# Smart reume screener 

This notebook looks into using different data science libraries in an attempt to build an AI that takes a resume and a job description, and tells how well the resume fits the job. 

I am going to take this approach:
1. Define the problem
2. Data collection and preparation
3. Feature Extraction (Encoding Text)
4. Similarity + Scoring
5. Visualization & Insights
6. UI / App
7. Wrap-Up & GitHub


## 1. Define the problem:
in a statement:
> Given a resume for a candidate, can we know how he gets along with the job description?

## 2. Data:
- The job description data come from Job Dataset in Kaggle at the description below:
<br>https://www.kaggle.com/datasets/ravindrasinghrana/job-description-dataset/data</br>
- While the Resumes data come from Resume Dataset in Kaggle at the description below:
<br>https://www.kaggle.com/datasets/snehaanbhawal/resume-dataset/data</br>


# 3. Feature Extraction (Encoding Text):
- Convert each resume and job description to a vector <b>(using TF-IDF or BERT)</b>
- Store vectors in memory or file

# 4. Similarity + Scoring
- Use <b>cosine similarity</b> to compare vectors.
- Output is a match score between 0 and 1.

- Match:

    - 1 job → many resumes
    - (Optionally) many jobs → many resumes

# 5. Visualization & Insights
- Sort resumes by similarity score
- Use matplotlib or seaborn to:
    - show top matching resumes
    - Highlight matched vs. missing skills
- show a simple chart of the top 5 candidates

# 6. UI/APP:
- Use <b>Streamlit</b> to create a simple interface:
 - Upload a resume
 - Upload a job description
 - Show the match score and highlights. 

# Data features
- For the job description dataset:
    - Job Id: A unique identifier for each job posting.
    - Experience: The required or preferred years of experience for the job.
    - Qualifications: The educational qualifications needed for the job.
    - Salary Range: The range of salaries or compensation offered for the position.
    - Location: The city or area where the job is located.
    - Country: The country where the job is located.
    - Latitude: The latitude coordinate of the job location.
    - Longitude: The longitude coordinate of the job location.
    - Work Type: The type of employment (e.g., full-time, part-time, contract).
    - Company Size: The approximate size or scale of the hiring company.
    - Job Posting Date: The date when the job posting was made public.
    - Preference: Special preferences or requirements for applicants (e.g., Only Male or Only Female, or Both)
    - Contact Person: The name of the contact person or recruiter for the job.
    - Contact: Contact information for job inquiries.
    - Job Title: The job title or position being advertised.
    - Role: The role or category of the job (e.g., software developer, marketing manager).
    - Job Portal: The platform or website where the job was posted.
    - Job Description: A detailed description of the job responsibilities and requirements.
    - Benefits: Information about benefits offered with the job (e.g., health insurance, retirement plans).
    - Skills: The skills or qualifications required for the job.
    - Responsibilities: Specific responsibilities and duties associated with the job.
    - Company Name: The name of the hiring company.
    - Company Profile: A brief overview of the company's background and mission.

- For the resume dataset:
    - ID: Unique identifier and file name for the respective pdf.
    - Resume_str : Contains the resume text only in string format.
    - Resume_html : Contains the resume data in html format as present while web scrapping.
    - Category : Category of the job the resume was used to apply.

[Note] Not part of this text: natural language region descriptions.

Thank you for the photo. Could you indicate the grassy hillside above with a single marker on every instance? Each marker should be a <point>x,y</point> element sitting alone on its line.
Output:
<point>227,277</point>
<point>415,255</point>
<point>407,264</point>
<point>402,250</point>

## import the essential libraries

In [2]:
import pandas as pd
import numpy as np
import matplotlib.pyplot as plt
import seaborn as sns

## Data Collection and prepration:

## import datasets:

In [4]:
df_resumes = pd.read_csv("Resume.csv")

In [5]:
df_resumes.head()

Unnamed: 0,ID,Resume_str,Resume_html,Category
0,16852973,HR ADMINISTRATOR/MARKETING ASSOCIATE\...,"<div class=""fontsize fontface vmargins hmargin...",HR
1,22323967,"HR SPECIALIST, US HR OPERATIONS ...","<div class=""fontsize fontface vmargins hmargin...",HR
2,33176873,HR DIRECTOR Summary Over 2...,"<div class=""fontsize fontface vmargins hmargin...",HR
3,27018550,HR SPECIALIST Summary Dedica...,"<div class=""fontsize fontface vmargins hmargin...",HR
4,17812897,HR MANAGER Skill Highlights ...,"<div class=""fontsize fontface vmargins hmargin...",HR


In [6]:
df_job_descripation= pd.read_csv("job_descriptions.csv")

In [7]:
df_job_descripation.head()

Unnamed: 0,Job Id,Experience,Qualifications,Salary Range,location,Country,latitude,longitude,Work Type,Company Size,...,Contact,Job Title,Role,Job Portal,Job Description,Benefits,skills,Responsibilities,Company,Company Profile
0,1089843540111562,5 to 15 Years,M.Tech,$59K-$99K,Douglas,Isle of Man,54.2361,-4.5481,Intern,26801,...,001-381-930-7517x737,Digital Marketing Specialist,Social Media Manager,Snagajob,Social Media Managers oversee an organizations...,"{'Flexible Spending Accounts (FSAs), Relocatio...","Social media platforms (e.g., Facebook, Twitte...","Manage and grow social media accounts, create ...",Icahn Enterprises,"{""Sector"":""Diversified"",""Industry"":""Diversifie..."
1,398454096642776,2 to 12 Years,BCA,$56K-$116K,Ashgabat,Turkmenistan,38.9697,59.5563,Intern,100340,...,461-509-4216,Web Developer,Frontend Web Developer,Idealist,Frontend Web Developers design and implement u...,"{'Health Insurance, Retirement Plans, Paid Tim...","HTML, CSS, JavaScript Frontend frameworks (e.g...","Design and code user interfaces for websites, ...",PNC Financial Services Group,"{""Sector"":""Financial Services"",""Industry"":""Com..."
2,481640072963533,0 to 12 Years,PhD,$61K-$104K,Macao,"Macao SAR, China",22.1987,113.5439,Temporary,84525,...,9687619505,Operations Manager,Quality Control Manager,Jobs2Careers,Quality Control Managers establish and enforce...,"{'Legal Assistance, Bonuses and Incentive Prog...",Quality control processes and methodologies St...,Establish and enforce quality control standard...,United Services Automobile Assn.,"{""Sector"":""Insurance"",""Industry"":""Insurance: P..."
3,688192671473044,4 to 11 Years,PhD,$65K-$91K,Porto-Novo,Benin,9.3077,2.3158,Full-Time,129896,...,+1-820-643-5431x47576,Network Engineer,Wireless Network Engineer,FlexJobs,"Wireless Network Engineers design, implement, ...","{'Transportation Benefits, Professional Develo...",Wireless network design and architecture Wi-Fi...,"Design, configure, and optimize wireless netwo...",Hess,"{""Sector"":""Energy"",""Industry"":""Mining, Crude-O..."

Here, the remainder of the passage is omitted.